Il y a certains fruits qui ont été sujets aussi à des aléas climatiques. Je pense aux abricots, par exemple, qui ont été affectés à presque 40% par des gelées. Donc, ça fait une offre moindre, qui se traduit par une hausse des prix.

Il y a quelques raisons objectives. Par contre, nous, la question qu'on pose, c'est la composition du prix par la distribution. C'est à dire que des fois, entre le prix de départ producteur et le prix qu'on trouve sur les rayons, c'est multiplié par quatre ou cinq. Et on n'a pas les raisons vraiment transparentes, claires et objectives de cette augmentation du prix. Ça reste assez opaque."

Pourquoi tirez-vous la sonnette d'alarme sur cette augmentation ?

"C'est très problématique. Depuis quelques temps maintenant, il y a un plan national nutrition santé : on invite la population à consommer cinq fruits et légumes (à savoir 400g) par jour, et il y a un impact sur la santé de chacun. Nous, on invite les familles, bien sûr, à suivre ces préconisations, mais on s'aperçoit que pour les suivre avec des prix tels qu'ils sont aujourd'hui, ça devient très, très compliqué pour des familles avec des revenus modestes, surtout avec la crise qu'on connaît actuellement et depuis plusieurs années, où le pouvoir d'achat des familles est plutôt en baisse qu'à la hausse. 

Il y a des familles qui ne peuvent plus consommer ce qui est conseillé en fruits et légumes. C''est quasiment devenu impossible pour elles. Quand on voit que consommer cinq fruits et légumes, ça coûte entre 144 euros (si j'arrive à trouver les fruits, les légumes les moins chers) jusqu'à 259 euros par mois pour une famille de quatre personnes, c'est considérable ! Si c'est une famille qui est au SMIC, ça représente quand même un budget de 12 à 21%, juste pour la consommation de fruits et de légumes."

Que conseillez-vous aux familles pour éviter que la facture de fruits et légumes soit trop salée ?

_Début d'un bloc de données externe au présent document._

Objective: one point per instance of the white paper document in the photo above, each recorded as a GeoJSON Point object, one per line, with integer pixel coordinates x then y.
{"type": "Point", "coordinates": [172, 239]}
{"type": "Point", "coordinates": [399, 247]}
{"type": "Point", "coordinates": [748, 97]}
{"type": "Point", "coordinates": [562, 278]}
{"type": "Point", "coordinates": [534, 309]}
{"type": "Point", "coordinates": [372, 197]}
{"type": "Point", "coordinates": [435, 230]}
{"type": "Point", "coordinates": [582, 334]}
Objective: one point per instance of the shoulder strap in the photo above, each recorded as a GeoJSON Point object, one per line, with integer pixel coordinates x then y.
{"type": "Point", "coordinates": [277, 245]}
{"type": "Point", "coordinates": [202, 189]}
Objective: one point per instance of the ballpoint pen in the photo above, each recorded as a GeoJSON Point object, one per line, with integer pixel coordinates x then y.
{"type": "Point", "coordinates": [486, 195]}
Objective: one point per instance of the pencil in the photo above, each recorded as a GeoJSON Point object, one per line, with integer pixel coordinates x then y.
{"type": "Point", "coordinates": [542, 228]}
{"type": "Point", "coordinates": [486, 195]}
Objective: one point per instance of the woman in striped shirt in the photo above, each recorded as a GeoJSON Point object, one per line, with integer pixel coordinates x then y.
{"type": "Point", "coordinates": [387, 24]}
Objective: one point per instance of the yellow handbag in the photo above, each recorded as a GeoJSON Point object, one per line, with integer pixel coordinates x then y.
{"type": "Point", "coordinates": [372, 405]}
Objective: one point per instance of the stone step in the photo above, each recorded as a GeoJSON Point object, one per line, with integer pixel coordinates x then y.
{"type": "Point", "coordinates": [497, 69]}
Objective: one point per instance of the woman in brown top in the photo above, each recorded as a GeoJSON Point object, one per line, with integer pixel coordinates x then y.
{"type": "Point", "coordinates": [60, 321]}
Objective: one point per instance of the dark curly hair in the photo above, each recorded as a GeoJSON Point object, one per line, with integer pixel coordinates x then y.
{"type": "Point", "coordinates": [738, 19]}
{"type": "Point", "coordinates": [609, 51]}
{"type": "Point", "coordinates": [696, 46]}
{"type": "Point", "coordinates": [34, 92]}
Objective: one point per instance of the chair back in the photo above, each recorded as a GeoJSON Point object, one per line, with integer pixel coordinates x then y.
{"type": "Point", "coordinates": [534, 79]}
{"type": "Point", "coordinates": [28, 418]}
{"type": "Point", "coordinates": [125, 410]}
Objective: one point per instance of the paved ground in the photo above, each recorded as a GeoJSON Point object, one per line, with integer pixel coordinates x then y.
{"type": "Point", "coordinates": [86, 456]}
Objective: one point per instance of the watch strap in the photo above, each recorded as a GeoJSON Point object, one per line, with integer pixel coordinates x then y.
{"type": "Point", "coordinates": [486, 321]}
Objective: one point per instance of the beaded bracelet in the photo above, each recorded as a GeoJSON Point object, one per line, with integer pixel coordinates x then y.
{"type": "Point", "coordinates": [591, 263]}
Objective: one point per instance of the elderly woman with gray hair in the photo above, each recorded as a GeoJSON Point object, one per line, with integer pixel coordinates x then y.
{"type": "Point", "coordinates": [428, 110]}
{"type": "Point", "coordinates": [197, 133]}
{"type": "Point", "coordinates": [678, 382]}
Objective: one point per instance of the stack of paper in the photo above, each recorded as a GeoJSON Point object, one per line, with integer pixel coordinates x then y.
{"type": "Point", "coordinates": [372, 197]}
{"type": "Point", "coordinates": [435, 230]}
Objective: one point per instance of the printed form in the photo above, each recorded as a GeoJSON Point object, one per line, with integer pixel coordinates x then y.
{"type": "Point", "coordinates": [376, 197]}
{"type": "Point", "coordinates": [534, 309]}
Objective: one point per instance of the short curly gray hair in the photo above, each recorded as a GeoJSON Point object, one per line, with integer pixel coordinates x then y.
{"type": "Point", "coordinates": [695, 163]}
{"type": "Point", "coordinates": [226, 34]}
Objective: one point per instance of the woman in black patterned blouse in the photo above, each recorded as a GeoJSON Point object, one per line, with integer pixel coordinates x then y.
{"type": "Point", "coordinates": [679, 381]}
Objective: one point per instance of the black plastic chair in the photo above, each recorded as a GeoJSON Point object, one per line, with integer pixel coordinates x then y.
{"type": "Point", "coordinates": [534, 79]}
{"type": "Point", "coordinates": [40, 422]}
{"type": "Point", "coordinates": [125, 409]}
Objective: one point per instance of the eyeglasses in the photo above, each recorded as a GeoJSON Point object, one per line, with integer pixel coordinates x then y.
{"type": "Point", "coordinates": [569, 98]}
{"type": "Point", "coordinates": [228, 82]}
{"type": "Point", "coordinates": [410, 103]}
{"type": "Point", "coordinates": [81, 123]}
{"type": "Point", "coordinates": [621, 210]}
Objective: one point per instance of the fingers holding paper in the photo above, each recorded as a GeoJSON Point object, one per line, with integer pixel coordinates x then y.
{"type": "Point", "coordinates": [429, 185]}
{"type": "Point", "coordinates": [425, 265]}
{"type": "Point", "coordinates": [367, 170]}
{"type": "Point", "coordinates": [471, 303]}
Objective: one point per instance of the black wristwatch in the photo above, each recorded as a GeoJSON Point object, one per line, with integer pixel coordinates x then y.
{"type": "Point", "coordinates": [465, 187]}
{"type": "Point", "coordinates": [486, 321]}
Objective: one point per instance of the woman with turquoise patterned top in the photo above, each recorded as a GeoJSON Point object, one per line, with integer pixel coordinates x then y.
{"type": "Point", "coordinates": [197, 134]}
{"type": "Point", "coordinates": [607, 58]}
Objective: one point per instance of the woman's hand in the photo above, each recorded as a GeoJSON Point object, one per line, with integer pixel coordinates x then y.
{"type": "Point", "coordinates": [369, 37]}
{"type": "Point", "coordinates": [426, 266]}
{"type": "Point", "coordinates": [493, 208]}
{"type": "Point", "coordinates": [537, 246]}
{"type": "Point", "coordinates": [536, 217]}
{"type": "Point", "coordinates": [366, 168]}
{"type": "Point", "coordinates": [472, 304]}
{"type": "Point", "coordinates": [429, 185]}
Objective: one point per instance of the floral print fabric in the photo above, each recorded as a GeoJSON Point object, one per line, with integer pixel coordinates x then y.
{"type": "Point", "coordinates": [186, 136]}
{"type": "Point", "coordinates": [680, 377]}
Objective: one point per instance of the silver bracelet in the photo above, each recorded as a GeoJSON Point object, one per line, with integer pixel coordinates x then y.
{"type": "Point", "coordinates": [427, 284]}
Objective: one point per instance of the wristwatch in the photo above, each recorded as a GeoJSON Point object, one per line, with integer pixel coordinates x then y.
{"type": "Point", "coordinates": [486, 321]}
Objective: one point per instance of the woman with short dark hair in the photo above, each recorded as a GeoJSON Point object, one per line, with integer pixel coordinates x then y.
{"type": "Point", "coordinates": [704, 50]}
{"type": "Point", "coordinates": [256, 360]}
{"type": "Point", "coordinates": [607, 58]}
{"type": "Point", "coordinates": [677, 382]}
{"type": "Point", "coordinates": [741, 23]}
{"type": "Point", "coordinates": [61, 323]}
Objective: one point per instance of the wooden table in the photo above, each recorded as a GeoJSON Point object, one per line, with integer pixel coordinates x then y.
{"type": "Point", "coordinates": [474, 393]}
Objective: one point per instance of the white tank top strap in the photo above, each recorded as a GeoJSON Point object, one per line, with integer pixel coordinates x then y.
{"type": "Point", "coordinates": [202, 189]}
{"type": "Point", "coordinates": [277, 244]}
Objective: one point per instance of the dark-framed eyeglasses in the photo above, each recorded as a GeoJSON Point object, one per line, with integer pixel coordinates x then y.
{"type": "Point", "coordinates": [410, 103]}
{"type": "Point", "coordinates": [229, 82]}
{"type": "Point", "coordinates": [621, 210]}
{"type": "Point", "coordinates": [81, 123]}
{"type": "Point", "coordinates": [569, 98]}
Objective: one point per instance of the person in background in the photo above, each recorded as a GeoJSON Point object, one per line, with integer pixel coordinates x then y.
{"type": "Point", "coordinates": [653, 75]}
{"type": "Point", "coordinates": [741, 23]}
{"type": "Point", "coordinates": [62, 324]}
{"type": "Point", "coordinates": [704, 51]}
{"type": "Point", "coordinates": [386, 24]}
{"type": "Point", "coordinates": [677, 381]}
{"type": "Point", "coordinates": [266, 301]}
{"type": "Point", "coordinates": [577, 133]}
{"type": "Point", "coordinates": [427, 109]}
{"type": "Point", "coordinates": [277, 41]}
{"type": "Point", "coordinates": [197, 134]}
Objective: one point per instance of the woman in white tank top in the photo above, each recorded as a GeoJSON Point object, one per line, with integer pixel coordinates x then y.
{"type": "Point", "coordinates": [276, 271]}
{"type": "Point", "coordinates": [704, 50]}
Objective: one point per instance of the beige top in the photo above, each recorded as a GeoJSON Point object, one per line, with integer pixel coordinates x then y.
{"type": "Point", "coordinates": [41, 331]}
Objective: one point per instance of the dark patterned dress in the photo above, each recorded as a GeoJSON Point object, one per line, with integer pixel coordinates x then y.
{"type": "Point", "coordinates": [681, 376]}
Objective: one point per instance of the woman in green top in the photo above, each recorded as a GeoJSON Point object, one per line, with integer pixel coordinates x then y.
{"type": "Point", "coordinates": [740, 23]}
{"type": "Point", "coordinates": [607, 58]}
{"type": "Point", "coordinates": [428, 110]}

"Nous, les recommandations qu'on fait, c'est de consommer des fruits et des légumes de saison. Quand on est au pic de production d'un fruit ou d'un légume, il est forcément moins cher. On alerte aussi les familles en leur disant de faire attention à la surface de vente, parce qu'on voit bien que dans notre observatoire qu'entre les moins chères (les hard discount) et les plus chères (les marchés), il y a 25% d'écart de prix. Enfin, si on achète les fruits les moins chers, la pomme, les poires par exemple, on y arrive quand même. Idem pour les légumes : en achetant les moins chers, on arrive à baisser le coût de ce panier de 40% par rapport aux produits les plus chers."